Aber damit werden die Ratsgewaltigen vermutlich nicht mehr lange durchkommen. Denn die Kritikerinnen haben einen mächtigen Bündnispartner: den Europäischen Gerichtshof. Das hat der niederländische Jurist Onno Brouwer erreicht. Der Anwalt, im Hauptberuf Partner bei der Großkanzlei Freshfields für Wirtschaftsrecht, vertritt seit vielen Jahren auch Aktivisten und Parlamentarier pro bono bei deren Streit um Transparenz in der EU.
Schon mehrmals mussten die Luxemburger Richter darum über die von Brouwer formulierten Klagen auf Zugang zu Informationen über das Geschehen im Rat verhandeln. Und bisher gaben sie immer den Klägerinnen recht. Richtungweisend war etwa das Urteil, mit dem sie schon 2012 zugunsten der Organisation access-info entschieden. Diese hatte auf Herausgabe der nationalen Stellungnahmen zur Novelle der Dokumenten-Verordnung geklagt und bekam im vollen Umfang Recht. Die übliche Behauptung, das untergrabe den Entscheidungsprozess, wiesen die Richter zurück.
Noch spektakulärer ist ein Urteil vom März 2018. Damals hatte Emilio de Capitani, vormals Leiter des Sekretariats im Rechtsausschuss des EU-Parlaments, mit Brouwers Hilfe darauf geklagt, dass die Positionen des Rates schon während der Verhandlungen mit dem Parlament veröffentlicht werden. Auch dieser Klage gaben die Richter recht.
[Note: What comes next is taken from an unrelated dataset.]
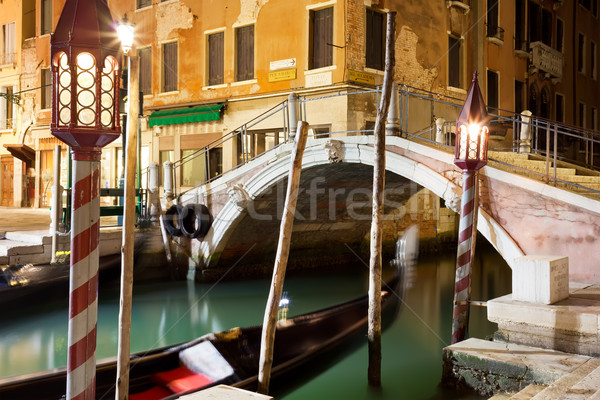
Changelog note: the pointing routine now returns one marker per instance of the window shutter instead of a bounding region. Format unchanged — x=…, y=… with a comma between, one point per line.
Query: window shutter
x=145, y=78
x=170, y=67
x=215, y=59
Und ihre Begründung liest sich wie ein Flugblatt von Bürgerrechtlern. "Gerade die Transparenz im Bereich des Gesetzgebungsprozesses" trage "dazu bei, den Organen in den Augen der europäischen Bürger eine größere Legitimität zu verleihen ..., weil sie es ermöglicht, Unterschiede zwischen mehreren Standpunkten offen zu erörtern", schrieben die Richter. "Die Möglichkeit für die Bürger, sich über die Grundlagen der Gesetzgebungstätigkeit zu informieren, ist nämlich eine Voraussetzung dafür, dass sie ihre demokratischen Rechte effektiv ausüben können", stellten sie klar und setzten sogar noch eins drauf: "Tatsächlich ist es das Fehlen von Information und Diskussion, das bei den Bürgern Zweifel hervorrufen kann, und zwar nicht nur an der Rechtmäßigkeit eines einzelnen Rechtsakts, sondern auch an der Rechtmäßigkeit des Entscheidungsprozesses insgesamt."
"Wie ein trotziges Kind"
Umso erstaunlicher ist, dass dieses und weitere Urteile bisher an der Praxis bei Europas mächtigstem Gesetzgeber nichts geändert haben. "Die Institution verhält sich wie ein trotziges Kind", spottet Brouwer und folge "absolut nicht" der Rechtsprechung. Die Antwort könne daher nur sein, "weiter vor Gericht zu ziehen", um die Verantwortlichen "beim Namen zu nennen und zu beschämen." Am Ende, so prophezeit er, "werden die Richter die Geduld verlieren".